Tais estalactites são geralmente circulares ou elípticos, mas não formam um anel completo. A maioria deles mantém um segmento aberto de cerca de um quarto a um terço da parede do anel, o que lhes dá uma aparência de ferradura. A parte aberta do cone sempre está voltada para as paredes da caverna. Esses espeleotemas (Do grego, “depósito de caverna”), ou concreções, podem crescer excessivamente grandes, mais de dois metros de comprimento e quase um metro de largura. Suas paredes têm até três centímetros de espessura.

Os depósitos de carbonato e, portanto, o crescimento de espeleotemas em cavernas, geralmente ocorrem quando a evaporação ou o dióxido de carbono que escapa da água faz com que a calcita se torne saturada, que então precipita e forma depósitos.

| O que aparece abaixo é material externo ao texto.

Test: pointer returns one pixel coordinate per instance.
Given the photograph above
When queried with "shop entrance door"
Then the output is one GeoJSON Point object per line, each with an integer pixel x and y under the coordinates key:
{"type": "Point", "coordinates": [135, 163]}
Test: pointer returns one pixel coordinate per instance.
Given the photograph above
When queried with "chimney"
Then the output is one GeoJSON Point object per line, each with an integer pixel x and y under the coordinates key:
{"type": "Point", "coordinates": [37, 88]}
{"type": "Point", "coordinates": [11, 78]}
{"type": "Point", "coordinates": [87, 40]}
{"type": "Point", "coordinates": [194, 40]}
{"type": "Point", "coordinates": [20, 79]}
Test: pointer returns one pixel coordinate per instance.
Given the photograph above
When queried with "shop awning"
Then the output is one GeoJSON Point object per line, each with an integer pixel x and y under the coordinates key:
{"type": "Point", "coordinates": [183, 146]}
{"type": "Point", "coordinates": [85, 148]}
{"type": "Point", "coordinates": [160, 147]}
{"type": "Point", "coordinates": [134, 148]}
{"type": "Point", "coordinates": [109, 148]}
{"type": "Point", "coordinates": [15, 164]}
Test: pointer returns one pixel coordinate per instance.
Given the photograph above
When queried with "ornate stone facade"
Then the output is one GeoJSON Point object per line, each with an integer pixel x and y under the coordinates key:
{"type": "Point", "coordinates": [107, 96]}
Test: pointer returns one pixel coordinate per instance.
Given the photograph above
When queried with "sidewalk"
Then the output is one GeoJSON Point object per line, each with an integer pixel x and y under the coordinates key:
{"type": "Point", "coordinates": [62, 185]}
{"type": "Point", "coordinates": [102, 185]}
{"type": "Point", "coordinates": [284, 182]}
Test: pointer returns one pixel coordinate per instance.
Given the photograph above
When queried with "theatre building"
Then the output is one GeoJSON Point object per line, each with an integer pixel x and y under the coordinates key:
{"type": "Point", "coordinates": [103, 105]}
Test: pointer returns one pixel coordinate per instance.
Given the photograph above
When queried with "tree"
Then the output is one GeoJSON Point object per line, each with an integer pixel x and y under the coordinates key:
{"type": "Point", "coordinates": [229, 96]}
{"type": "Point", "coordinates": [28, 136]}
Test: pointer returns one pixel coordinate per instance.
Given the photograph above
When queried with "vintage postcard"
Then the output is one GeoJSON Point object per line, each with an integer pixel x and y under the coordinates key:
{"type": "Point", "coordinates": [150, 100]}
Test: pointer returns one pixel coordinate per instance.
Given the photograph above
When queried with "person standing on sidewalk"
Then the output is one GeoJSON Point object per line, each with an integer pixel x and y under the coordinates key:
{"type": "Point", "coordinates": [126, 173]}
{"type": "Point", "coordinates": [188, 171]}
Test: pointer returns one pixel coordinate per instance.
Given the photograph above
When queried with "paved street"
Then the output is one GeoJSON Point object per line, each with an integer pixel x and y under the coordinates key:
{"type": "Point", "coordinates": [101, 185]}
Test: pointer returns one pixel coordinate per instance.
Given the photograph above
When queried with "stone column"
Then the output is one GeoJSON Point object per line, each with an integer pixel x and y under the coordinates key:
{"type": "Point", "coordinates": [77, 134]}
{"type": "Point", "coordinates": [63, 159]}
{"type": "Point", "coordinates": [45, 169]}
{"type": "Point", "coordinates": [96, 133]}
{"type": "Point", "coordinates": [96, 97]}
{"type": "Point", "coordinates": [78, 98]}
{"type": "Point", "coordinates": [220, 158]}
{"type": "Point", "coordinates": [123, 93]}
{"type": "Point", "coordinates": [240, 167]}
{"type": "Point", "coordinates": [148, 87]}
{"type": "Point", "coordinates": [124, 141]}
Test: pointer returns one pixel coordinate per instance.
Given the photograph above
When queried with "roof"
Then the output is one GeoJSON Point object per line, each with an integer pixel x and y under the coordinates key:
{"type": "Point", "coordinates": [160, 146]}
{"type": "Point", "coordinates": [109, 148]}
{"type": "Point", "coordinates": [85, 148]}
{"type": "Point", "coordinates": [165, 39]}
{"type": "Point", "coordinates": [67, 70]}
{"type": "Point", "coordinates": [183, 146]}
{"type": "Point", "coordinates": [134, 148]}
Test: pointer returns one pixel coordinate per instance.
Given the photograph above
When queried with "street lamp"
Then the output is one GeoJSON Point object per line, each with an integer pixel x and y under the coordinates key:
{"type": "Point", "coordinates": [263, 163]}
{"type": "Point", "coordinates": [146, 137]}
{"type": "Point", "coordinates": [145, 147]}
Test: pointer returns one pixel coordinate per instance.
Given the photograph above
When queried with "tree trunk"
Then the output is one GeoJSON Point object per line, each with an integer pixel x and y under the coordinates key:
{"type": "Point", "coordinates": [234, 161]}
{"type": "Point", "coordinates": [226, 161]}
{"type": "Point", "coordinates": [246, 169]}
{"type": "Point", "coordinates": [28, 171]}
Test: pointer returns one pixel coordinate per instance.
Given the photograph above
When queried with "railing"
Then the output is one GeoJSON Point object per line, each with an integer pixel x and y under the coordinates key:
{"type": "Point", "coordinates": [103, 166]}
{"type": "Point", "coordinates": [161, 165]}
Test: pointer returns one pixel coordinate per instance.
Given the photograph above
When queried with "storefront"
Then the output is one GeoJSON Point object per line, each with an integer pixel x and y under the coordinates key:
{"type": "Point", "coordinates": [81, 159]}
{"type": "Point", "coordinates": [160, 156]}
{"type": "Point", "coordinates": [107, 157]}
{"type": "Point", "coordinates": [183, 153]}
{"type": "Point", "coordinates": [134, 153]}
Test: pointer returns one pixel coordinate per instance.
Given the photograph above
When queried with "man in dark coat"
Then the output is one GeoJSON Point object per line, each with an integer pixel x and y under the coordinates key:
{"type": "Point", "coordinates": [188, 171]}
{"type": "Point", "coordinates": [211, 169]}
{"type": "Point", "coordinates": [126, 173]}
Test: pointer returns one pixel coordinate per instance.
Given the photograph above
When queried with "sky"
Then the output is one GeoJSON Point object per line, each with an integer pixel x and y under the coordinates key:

Depósitos subaquáticos de carbonato também são conhecidos por se formarem através de processos biológicos e físico-químicos, e é possível que Hell’s Bells pareçam pertencer a este tipo subaquático, já que há pouca evidência de exposição ao ar neles, e os níveis de água na caverna aparecem ter sempre excedido as profundidades em que os Hell’s Bells se desenvolveram.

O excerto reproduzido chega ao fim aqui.